We started easing back into our regular homeschool routine all of last week. The girls did the majority of their schoolwork everyday, though this week and for many more weeks, there will be even more schoolwork each day. 

We are still beginning school days by listening to Scripture and drawing. I've illustrated another Sertillanges quote. See the picture above. I'm thinking of making a calendar of quotes once I have twelve or more. 

The youth group and 56ers, the fifth and sixth grade group at church, started up again last week. This week, both our co-ops, art classes, piano lessons, and dodgeball also start up, so we will be back into a fuller than full swing of things by week's end. 

I spent the majority of Friday and Saturday, and even a few hours Sunday, quietly building the spring schedule for one of our co-ops where I serve as their Coverage Coordinator. At this particular co-op, there are between ten and twenty classes for three hours in a row, approximately forty parents to place each hour, and we survey parents for their preferences, so the schedule took several hours of intense focus. I did basic housework, planned meals for the coming week, made meals each day, supervised the girls' chores and schooling, had several conversations with Dwayne, but the schedule took the best of my energies the last few days. I was pleased to send the schedule to everyone this morning complete, and I'm pleased that every parent is in at least one class where he or she most wanted to serve.  

It was a mild winter day yesterday, so after church, we made a fire in our fire pit with wood collected from the yard over the last several weeks.
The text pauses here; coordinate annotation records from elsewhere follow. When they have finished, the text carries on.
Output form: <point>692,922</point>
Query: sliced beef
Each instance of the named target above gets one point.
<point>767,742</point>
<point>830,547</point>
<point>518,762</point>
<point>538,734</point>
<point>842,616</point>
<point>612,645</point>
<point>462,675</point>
It's incredible how much wood falls from the trees each fall and winter! The trees literally throw off limbs, big and small, that no longer serve them. There is a lesson there. 

But it was still winter in Connecticut, so we all got on our real coats, picked up yard debris in the gentle sunshine, fed the sticks to the fire and/or poked the fire with them, sat around, soaked in warmth till our shins and cheeks burned red hot, read another portion of The Hobbit aloud, and made Smores, of course. 

After everyone else grew tired of sitting and went on to other tasks, I remained, and rested there. Rest is not death, after all. I prayed about the coming week, the coming weeks, the season. It was the Sabbath and the day before the beginning of the first day of the first week of another busy season. So it was time given for prayer.